Many organizations encounter difficulty in understanding the different characteristics of customers and prospects. Thus, marketing resources end up being wasted on communication with unlikely customers outside of the target market. Segmentation of augmented data can help to alleviate this problem, given that a business can implement appropriate measures to respond to the information provided by the data. By identifying the various levels of a customer base, a business can tailor and sophisticate their marketing resources and customer communications to best suit its target market or intended demographic.
In addition to augmentation and segmentation, it is crucial to keep data clean, or as current as possible. With outdated data, augmentation and segmentation are useless. There are several simple actions that one can take, easily accomplished with the CLS 4.0 system, to manage customer data.

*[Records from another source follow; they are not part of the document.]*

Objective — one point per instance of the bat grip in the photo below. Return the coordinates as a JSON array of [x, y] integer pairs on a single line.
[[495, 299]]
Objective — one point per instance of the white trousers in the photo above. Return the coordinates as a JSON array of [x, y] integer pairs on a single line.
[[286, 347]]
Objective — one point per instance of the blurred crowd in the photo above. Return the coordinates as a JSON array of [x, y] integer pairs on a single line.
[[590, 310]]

Data can often be cleansed by removing obsolete pieces. Any contacts with phony or missing data should be deleted. If a customer has entered a fake phone number, such as 123-456-7890, it can be assumed that they do not want to be contacted, and their data is therefore of no use. Avoid any potential negative consequences of further contact.

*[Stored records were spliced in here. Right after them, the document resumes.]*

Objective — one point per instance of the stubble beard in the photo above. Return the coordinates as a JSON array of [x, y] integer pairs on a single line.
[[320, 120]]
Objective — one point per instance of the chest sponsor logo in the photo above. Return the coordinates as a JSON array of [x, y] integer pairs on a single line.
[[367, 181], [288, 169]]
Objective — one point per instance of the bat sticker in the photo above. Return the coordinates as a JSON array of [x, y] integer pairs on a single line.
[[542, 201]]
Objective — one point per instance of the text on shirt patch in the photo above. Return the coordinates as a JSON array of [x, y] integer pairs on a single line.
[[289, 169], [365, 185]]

Likewise, if a customer email bounces during a deployment and the contact cannot be updated due to a lack of data, it is best to remove the contact from mailing lists. This helps to ensure that a business domain is not marked as a spam sender or otherwise blacklisted. Sometimes the elimination of these kinds of contacts results in no remaining contacts for specific companies within records; it is wise to completely remove those companies from records, but this is at the discretion of the system users.

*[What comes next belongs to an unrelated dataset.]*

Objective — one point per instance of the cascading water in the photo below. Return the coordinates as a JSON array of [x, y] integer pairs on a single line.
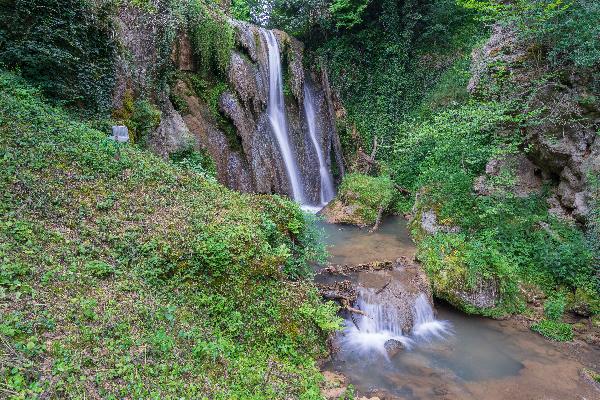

Besides deleting old customer data, there are other ways to keep data current. While these methods may not necessarily aid marketing campaigns, they will improve the proficiency and effectiveness of a company at completing tasks and projects. Any outdated reports and documents should be deleted. Searching through long lists of reports that are no longer needed is frustrating, and so is wading through useless documents when files for only one business account need to be found. Exercise precaution when reviewing invoices and contracts, being sure to remove anything too old for use.
The same idea goes for outdated marketing deployments, email templates, and users. Old and abandoned campaigns should simply be discarded. If just two or three latest email templates are needed, get rid of older ones to avoid time-consuming wading through files. If irrelevant tasks still exist that are too outdated to complete, delete them to minimize confusion. This also applies to prospects and opportunities that were not closed or do not exist any longer. The user administrator for the system should also take care to delete any users who do not work for the business anymore. Any employees who leave should have their user information removed so that they no longer have access to CRM data.
The tremendous benefits and best practices outlined above outweigh the detrimental problems businesses could face if they are deficient in current data to facilitate augmentation and segmentation. General lack of knowledge about customer and prospect bases, untargeted communications to customers and prospects producing low ROI, and incorrect messaging that leads to customer dissatisfaction as well as poor customer retention are all major issues that could cause business failure yet could easily be resolved with data enhancement.
Interpretation and segmentation of current, augmented data puts a company in the know as opposed to having to instinctively guess when it comes to making business decisions. Know much, while knowing more than others—market wisely, advertise better, and render your business’s chances of success as favorable as can be.